After the graduation, we stopped by a mall in Atlanta to do a little shopping, then I took my son to Dave & Busters.  (GPS Tip: GPS addresses are not always accurate! If you don’t know the area very well, look up the location address on the internet first, then type the address into the device.) It took 3 tries and 40 minutes to get to the Dave & Busters that we realized was 3 miles away from our original location. Needless to say, I took a short nap while he played and came back to the car with this:

The rubber chicken? No….he brought that with him from home.  He won the light up green glasses, along with light up white glasses, and a pack of basketball cards at Dave & Busters.  We hung out the rest of the evening with my friend and her family, then headed home early this morning.

Since the rental car did not come with Satellite Radio, we plugged in his iPod: The Beatles Greatest Hits.  Friends, we listened to the Beatles during our WHOLE road trip.  (and yet I still can not explain the meaning of the Yellow Submarine)

A couple other highlights from our road trip:

We kept seeing these big wheat-looking plants all over the Georgia Interstate.  To me, they looked like huge allergy bushes.

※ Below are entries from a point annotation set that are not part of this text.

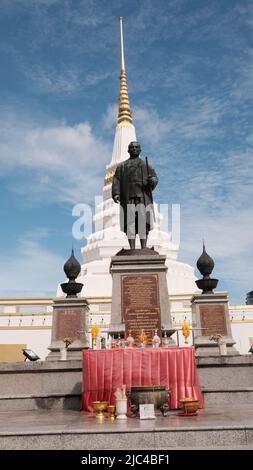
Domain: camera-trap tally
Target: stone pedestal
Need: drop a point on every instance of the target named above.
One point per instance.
(139, 293)
(210, 316)
(70, 320)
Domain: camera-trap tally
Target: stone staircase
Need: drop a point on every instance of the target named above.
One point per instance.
(42, 400)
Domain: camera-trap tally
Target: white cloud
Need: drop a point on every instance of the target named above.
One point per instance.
(65, 162)
(34, 268)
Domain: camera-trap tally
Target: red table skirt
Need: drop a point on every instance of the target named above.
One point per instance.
(106, 370)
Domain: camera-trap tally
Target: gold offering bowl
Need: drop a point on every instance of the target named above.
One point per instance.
(112, 411)
(189, 405)
(100, 407)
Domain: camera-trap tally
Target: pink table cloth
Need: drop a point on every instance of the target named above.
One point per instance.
(106, 370)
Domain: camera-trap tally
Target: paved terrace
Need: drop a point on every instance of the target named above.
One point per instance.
(215, 427)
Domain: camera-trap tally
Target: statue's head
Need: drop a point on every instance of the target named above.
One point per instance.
(134, 149)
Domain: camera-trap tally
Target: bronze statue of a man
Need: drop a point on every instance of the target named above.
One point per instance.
(132, 186)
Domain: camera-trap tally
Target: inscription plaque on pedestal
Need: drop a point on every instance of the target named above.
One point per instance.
(68, 324)
(213, 318)
(140, 304)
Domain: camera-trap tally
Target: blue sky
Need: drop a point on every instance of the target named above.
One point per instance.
(190, 75)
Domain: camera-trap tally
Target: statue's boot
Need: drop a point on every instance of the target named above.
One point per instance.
(143, 243)
(131, 242)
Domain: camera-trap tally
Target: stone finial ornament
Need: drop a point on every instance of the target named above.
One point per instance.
(72, 269)
(205, 265)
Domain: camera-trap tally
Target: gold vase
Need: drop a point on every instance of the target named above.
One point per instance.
(100, 407)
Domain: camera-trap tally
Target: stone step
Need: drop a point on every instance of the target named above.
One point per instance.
(228, 395)
(72, 401)
(215, 428)
(40, 402)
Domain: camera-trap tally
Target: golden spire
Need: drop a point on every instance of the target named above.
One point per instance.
(125, 114)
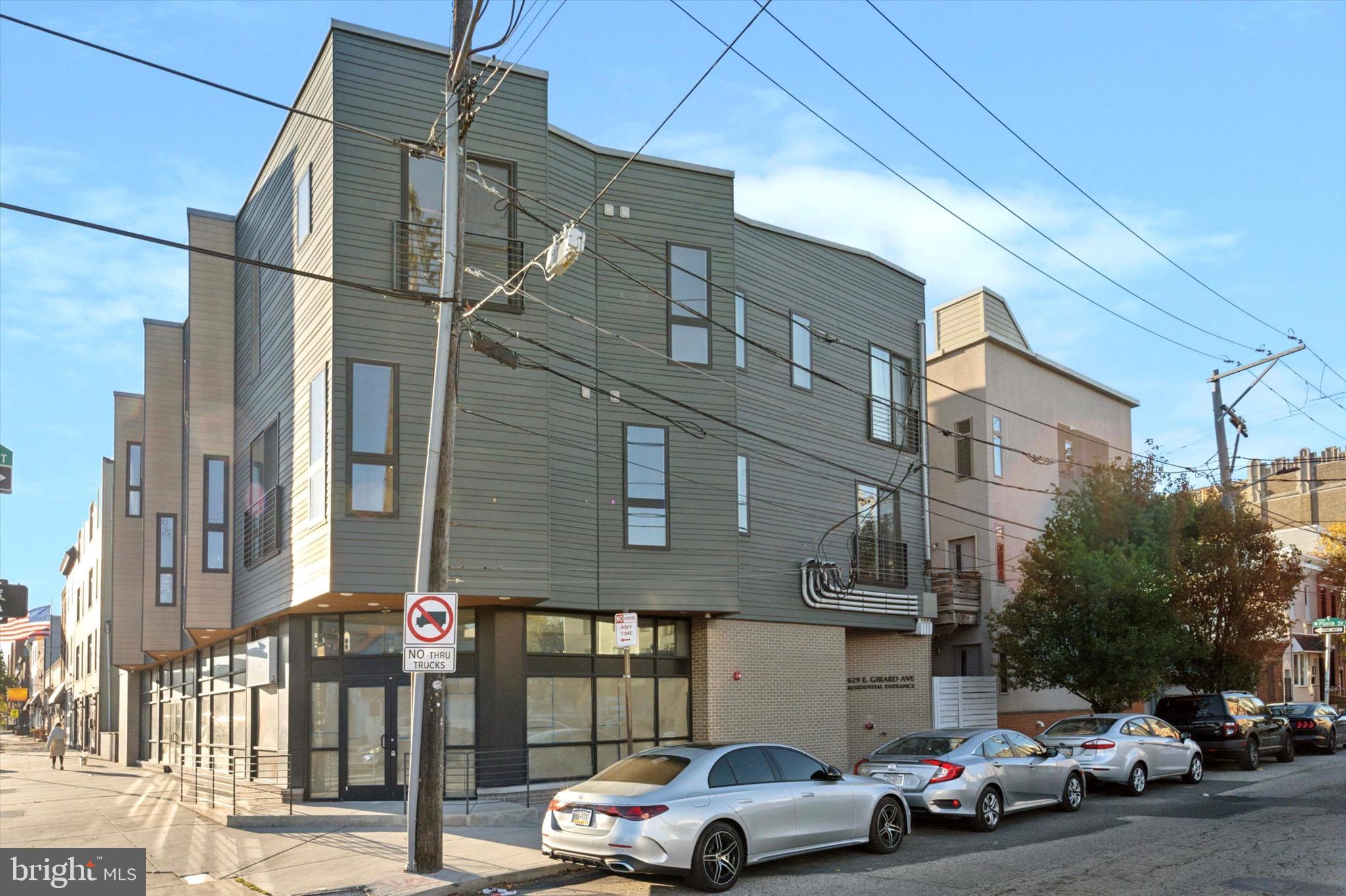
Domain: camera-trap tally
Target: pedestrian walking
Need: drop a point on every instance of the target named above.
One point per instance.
(57, 744)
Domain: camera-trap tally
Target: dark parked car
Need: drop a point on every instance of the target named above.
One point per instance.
(1316, 724)
(1230, 725)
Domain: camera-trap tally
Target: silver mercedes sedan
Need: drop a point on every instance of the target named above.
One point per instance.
(1128, 750)
(980, 774)
(707, 811)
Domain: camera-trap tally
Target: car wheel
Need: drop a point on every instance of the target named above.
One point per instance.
(1249, 759)
(1136, 780)
(718, 859)
(988, 811)
(886, 828)
(1073, 797)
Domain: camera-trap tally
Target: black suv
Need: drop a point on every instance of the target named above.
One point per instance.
(1229, 725)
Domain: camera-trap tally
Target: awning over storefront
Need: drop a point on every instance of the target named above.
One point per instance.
(1309, 643)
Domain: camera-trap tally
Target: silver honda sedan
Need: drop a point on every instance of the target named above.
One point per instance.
(980, 774)
(707, 811)
(1128, 750)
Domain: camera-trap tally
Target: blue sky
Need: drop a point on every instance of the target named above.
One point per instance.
(1216, 129)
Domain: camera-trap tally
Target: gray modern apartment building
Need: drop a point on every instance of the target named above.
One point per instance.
(267, 483)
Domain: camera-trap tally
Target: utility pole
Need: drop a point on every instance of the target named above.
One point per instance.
(426, 767)
(1221, 411)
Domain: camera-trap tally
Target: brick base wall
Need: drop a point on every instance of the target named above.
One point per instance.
(887, 685)
(792, 686)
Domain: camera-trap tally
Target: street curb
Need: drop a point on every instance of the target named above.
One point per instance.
(412, 884)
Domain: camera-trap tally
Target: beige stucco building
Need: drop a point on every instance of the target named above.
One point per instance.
(983, 458)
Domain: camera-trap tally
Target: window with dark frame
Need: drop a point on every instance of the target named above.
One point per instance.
(890, 400)
(304, 206)
(135, 470)
(741, 330)
(801, 351)
(963, 450)
(881, 557)
(743, 494)
(166, 544)
(372, 439)
(317, 478)
(645, 486)
(216, 481)
(689, 313)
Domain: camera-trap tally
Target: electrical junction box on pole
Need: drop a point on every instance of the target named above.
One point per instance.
(430, 633)
(625, 626)
(566, 248)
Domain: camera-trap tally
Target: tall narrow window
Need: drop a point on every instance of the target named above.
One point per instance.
(133, 474)
(688, 314)
(318, 445)
(801, 351)
(167, 564)
(890, 399)
(879, 553)
(255, 280)
(647, 494)
(217, 522)
(996, 463)
(372, 432)
(963, 449)
(741, 330)
(743, 495)
(304, 206)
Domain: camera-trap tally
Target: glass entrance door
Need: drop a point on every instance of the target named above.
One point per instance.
(377, 738)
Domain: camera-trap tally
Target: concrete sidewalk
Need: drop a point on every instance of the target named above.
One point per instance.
(108, 805)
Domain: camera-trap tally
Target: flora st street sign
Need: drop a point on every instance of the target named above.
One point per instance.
(1330, 626)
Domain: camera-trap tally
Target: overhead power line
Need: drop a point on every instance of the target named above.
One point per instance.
(225, 256)
(1090, 198)
(950, 212)
(996, 200)
(672, 112)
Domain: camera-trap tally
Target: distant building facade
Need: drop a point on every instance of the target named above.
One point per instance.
(982, 367)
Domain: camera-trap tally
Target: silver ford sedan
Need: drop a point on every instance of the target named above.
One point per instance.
(707, 811)
(980, 774)
(1128, 750)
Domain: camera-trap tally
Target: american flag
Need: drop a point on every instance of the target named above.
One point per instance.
(38, 622)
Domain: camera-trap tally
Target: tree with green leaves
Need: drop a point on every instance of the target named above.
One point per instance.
(1094, 612)
(1235, 584)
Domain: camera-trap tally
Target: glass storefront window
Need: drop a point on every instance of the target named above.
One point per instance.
(607, 637)
(675, 638)
(467, 630)
(552, 763)
(674, 708)
(325, 713)
(556, 634)
(459, 712)
(372, 634)
(559, 711)
(611, 708)
(326, 635)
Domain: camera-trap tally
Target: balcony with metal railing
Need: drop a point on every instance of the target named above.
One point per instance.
(262, 529)
(416, 261)
(958, 596)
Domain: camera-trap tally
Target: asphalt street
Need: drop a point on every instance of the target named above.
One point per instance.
(1280, 829)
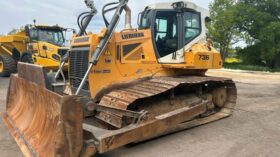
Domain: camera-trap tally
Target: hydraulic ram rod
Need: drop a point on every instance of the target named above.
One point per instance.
(103, 43)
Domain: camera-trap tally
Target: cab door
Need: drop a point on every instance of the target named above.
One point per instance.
(174, 32)
(167, 36)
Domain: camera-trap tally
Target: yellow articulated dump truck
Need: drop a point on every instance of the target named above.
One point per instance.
(36, 44)
(124, 87)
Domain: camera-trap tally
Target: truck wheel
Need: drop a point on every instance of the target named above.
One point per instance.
(27, 58)
(7, 65)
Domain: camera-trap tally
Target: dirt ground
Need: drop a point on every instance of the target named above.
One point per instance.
(252, 131)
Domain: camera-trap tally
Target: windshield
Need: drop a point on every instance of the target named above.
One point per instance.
(51, 36)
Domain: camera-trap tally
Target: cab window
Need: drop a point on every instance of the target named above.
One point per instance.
(166, 32)
(192, 26)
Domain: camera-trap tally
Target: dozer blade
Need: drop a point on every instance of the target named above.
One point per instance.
(43, 123)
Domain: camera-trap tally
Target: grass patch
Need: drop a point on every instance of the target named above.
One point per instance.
(241, 66)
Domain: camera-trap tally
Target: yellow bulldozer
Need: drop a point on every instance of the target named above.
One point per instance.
(124, 87)
(37, 44)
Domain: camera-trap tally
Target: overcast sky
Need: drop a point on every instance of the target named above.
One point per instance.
(17, 13)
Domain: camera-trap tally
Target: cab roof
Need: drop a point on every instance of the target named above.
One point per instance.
(169, 5)
(46, 27)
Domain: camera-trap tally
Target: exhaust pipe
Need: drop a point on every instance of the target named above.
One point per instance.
(127, 17)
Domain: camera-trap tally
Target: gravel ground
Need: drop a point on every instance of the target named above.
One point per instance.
(252, 131)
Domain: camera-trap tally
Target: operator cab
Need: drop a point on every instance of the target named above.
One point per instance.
(175, 27)
(53, 35)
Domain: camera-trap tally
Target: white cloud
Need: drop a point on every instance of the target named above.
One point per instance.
(17, 13)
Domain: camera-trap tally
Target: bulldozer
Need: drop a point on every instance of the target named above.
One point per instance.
(37, 44)
(124, 86)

I googled “wheat bushes Georgia Interstate” and “grass bushes Georgia Interstate” and could not figure out what type of plant they are.  Definitely beautiful, but not too sure if I want to get too close to them and break out into a sneezing fit!

My son’s #1 goal was to find a Firework Stand and not just any stand would do.  If it’s connected to a Pecan Stand, he would not even waste his time, he envisioned a Firework warehouse.  And thank goodness, we found a store called Ceremonial Fireworks in a city called Micanopy (Mi-can-O-pee, he said it is NOT prounounced “my-canopy”).  In this picture, my son is happily holding his Waterproof Fireworks.  Might I add, he held these in his lap the rest of the way home, and excitedly blew up my leftover breakfast burrito in a metal bucket later in the evening….. Boys.

This trip was absolutely a treat for me!  And though hubby and my younger son could not come with us, they had a blast at my son’s football game then going to the Tampa Bay Bucs game (looking good, by the way).  Dad & son time was truly needed as well.

By the way, in preparation for my road trip with my elder son, I took the ‘Baby’ (my 13-year old) to Disney World’s Hollywood Studios last weekend.  So, I leave you with this:

Can You Find The Hidden Mickey?

Can you find the Hidden Mickey?  The cool thing about Disney World is that they hide Mickey Mouse profiles all over the parks & resorts.  This is at the Sci-Fi Dine-In Theater at Hollywood Studios. (Hint: Relax your eyes and focus on the yellow tiles)  😉 Enjoy!

#14 of my Empty Nester Bucket List = Road Trip DONE!